You are viewing a plain text version of this content. The canonical link for it is here.

Posted to common-user@hadoop.apache.org by Jean-Pierre OCALAN <je...@247realmedia.com> on 2008/03/21 15:49:21 UTC

[core-user][reduce seems to run only on one machine]

Hi,

I'm currently working on a project that implies massive log parsing. I  
have one master and 6 slaves.
By looking the each slaves logs I've noticed that REDUCE operation  
just runs on one machine.
So does that mean that reduce just runs on one machine ? And if that  
is true how can I specify that I want the reduce to run also on the  
other machines ?

Thanks for any help,

Jean-Pierre.

Re: [core-user][reduce seems to run only on one machine]

Posted by Jean-Pierre OCALAN <je...@247realmedia.com>.
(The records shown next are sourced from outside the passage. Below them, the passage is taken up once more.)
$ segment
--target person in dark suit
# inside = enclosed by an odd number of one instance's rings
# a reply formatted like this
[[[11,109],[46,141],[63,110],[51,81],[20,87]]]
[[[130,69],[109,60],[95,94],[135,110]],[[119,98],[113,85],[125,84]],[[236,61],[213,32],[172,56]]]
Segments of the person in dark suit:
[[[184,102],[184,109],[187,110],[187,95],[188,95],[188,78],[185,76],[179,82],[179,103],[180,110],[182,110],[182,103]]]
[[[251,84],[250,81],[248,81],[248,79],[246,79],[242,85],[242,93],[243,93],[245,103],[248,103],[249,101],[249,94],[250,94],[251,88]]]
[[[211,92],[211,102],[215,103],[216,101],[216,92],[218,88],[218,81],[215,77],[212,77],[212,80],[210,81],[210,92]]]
Thank you guys for all that good answers, I appreciate that.

Jean-Pierre.

On Mar 21, 2008, at 12:47 PM, Ted Dunning wrote:

>
> The default number of reducers is 4.  It is unlikely that a user who  
> doesn't
> know about how to set the number of reducers has changed that value.
>
> This phenomenon of apparently having only a single reducer often  
> happens if
> you have a very skewed distribution of keys for the reduce phase.
>
> Imagine that you are counting words, but the text is almost entirely  
> made up
> of a single word.  If you don't have a combiner, then all instances  
> of that
> word will go to a single reducer.  The other reducers will finish  
> instantly
> so you may not even notice that they ran.
>
> You have several options:
>
> A) fix your program.  Most of the times that I have seen this, it  
> was due to
> a mistake on my part where I was outputting the wrong value as the  
> reduce
> key.  I shouldn't admit this, but it is true.
>
> B) fix your program.  Many times, you can use a combiner to do a lot  
> of the
> work of the reducer as the data is emitted from the mapper.  This  
> works is
> the reducer could be done in pieces by summarizing the pieces so  
> that the
> summarization is done by the combiners (very much in parallel) and the
> actual reducer only combines the summary (hopefully very quick, even  
> if not
> in parallel).
>
> C) fix your problem.  Sometimes, your problem as stated is not  
> particularly
> appropriate for parallel execution, but there is a nearly equivalent
> statement that is just fine.  For example, suppose that your input  
> contains
> a large list of keys and numbers and you want to compute the median  
> of these
> numbers for each key.  There is no sufficient statistic for  
> computing the
> (exact) median so you can't really use a combiner and if one key  
> dominates,
> your program will run slowly.
>
> On the other hand, if you restate the problem to compute the  
> *approximate*
> median, then you could use a combiner.  For instance, suppose the  
> combiner
> finds the median of the values it is given and emits the median and  
> the
> count of samples it processed.  Then the reducer can compute the  
> median of
> the partial medians, respecting the counts in the process.  This  
> results is
> *not* the median and your program will be *wrong*.  But not by  
> much.  If you
> can accept the error (and it will probably be quite small), then you  
> win.
> If you can't accept this error, then option (D) is for you.
>
> D) give up.  Your problem may not be appropriate for map-reduce  
> execution or
> you may be unable to afford the effort required to restate your  
> problem in a
> way that will work.  This may not be a bad option ... your program  
> may not
> even need parallelism.  Be sure to not overstate the situation.   
> Don't say
> "my problem is impossible to parallelize" since some clever Jack is  
> likely
> to come along 10 minutes later and make you look the fool.  Instead  
> say "My
> problem appeared to be difficult to parallelize so I punted".
>
>
>
> On 3/21/08 8:05 AM, "Amar Kamat" <am...@yahoo-inc.com> wrote:
>
>> On Fri, 21 Mar 2008, Jean-Pierre OCALAN wrote:
>>
>>> Hi,
>>>
>>> I'm currently working on a project that implies massive log  
>>> parsing. I have
>>> one master and 6 slaves.
>>> By looking the each slaves logs I've noticed that REDUCE operation  
>>> just runs
>>> on one machine.
>>> So does that mean that reduce just runs on one machine ? And if  
>>> that is true
>>> how can I specify that I want the reduce to run also on the other  
>>> machines ?
>> You can set it in your job using  
>> JobConf.setNumReduceTasks(numReducers).
>> How are you submitting your job? Is it from examples or your own  
>> code?
>> Amar
>>>
>>> Thanks for any help,
>>>
>>> Jean-Pierre.
>>>
>>>
>>>
>
>
>

Re: [core-user][reduce seems to run only on one machine]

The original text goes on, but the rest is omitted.